So I've read the thread in the newsgroup, and while I can see the arguments both ways, one thing that's missing is the ability for the user to turn this off. Sure, I can understand why MoCo wants to ship Firefox with this enabled, but not letting the user turn this off is a bit rude.

From the content-producer point of view, IMHO it would have been better to apply the stylesheet to unstyled feeds only in Firefox 2, with the clear intent to
a) turn it on for every feed in Firefox 3
b) have a clear, non-sniffing, way of turning it off if so desired
c) as above, have a hidden pref to turn it off for all styled feeds
(In reply to comment #36)
> So I've read the thread in the newsgroup,

Please comment in the newsgroup, not here. Thanks.
*** Bug 359791 has been marked as a duplicate of this bug. ***
I do not real see what is this discuss about. There is no doubt for me that this is a bug. The user is now not able use the functionality he use to have (at least not in anyway I can think of beside using IE or Opera). RSS file just as any other XML should be rendered with XSL if it is available. This is all cool and nice that there is an ability to view it in other ways, but (like ignoring CSS in HTML files) this should only be an additional option.

Besides I spend two days making my RSS feed look like my other forum pages, so I'm quite... well not happy about all that.

Anyway just looking for a sequence like (even in those 512B):
"\?xml-stylesheet .* type="text/xsl"" (reg. exp.)
would be a good start

In the "View->Page style" menu there should be an option to use "XSL styles" or "Ignore XSL", but also current options for CSS might fit quite well here. But I understand that you want to make the default different (to ignore XSL).

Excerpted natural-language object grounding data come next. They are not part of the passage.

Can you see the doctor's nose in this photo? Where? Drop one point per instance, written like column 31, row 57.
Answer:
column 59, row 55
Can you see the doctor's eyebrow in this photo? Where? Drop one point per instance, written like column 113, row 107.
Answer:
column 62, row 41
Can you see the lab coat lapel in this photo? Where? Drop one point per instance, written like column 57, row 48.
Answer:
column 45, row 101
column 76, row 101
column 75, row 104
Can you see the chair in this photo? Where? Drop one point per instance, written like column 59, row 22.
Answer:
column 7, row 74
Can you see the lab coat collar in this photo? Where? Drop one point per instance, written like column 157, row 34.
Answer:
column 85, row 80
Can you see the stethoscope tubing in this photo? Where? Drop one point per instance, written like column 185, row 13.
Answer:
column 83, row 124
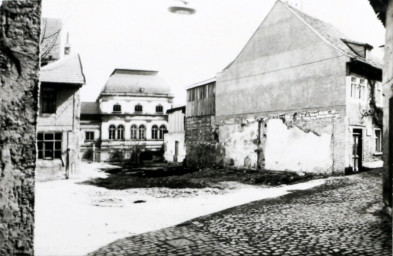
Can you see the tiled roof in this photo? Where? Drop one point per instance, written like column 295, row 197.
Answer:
column 50, row 38
column 67, row 70
column 130, row 81
column 182, row 108
column 90, row 108
column 334, row 36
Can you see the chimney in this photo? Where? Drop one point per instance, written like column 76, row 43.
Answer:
column 67, row 46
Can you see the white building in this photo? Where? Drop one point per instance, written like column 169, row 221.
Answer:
column 175, row 150
column 132, row 111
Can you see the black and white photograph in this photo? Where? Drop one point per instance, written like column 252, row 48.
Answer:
column 196, row 127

More or less like in comment #36 I think there should also be an option in the main settings to always use XSL or always ignore XSL on RSS feeds. To be even more similar to use of CSS styling, there should be an option to use user XSL style sheets for RSS feeds, but that could be optional.

And one more thing - please do not blame/move everything to extensions, it's already hard for me to convince people to use FF :(.
Another nice example for a page rendered useless is the video-podcast feed of tagesschau.de, _the_ German news site.
URL is: http://streaming.tagesschau.de/bb/redirect.lsc?rewrite=http://www.tagesschau.de/export/video-podcast-rss/0,,,00.xml&content=content=&media=mp3

Seamonkey 1.x e.g. renders it correctly, with links to the podcasts to download them. Firefox completely screws up the page, so that you can't even download the podcasts anymore.
This is exactly what should be considered a bug and does indeed need to be fixed.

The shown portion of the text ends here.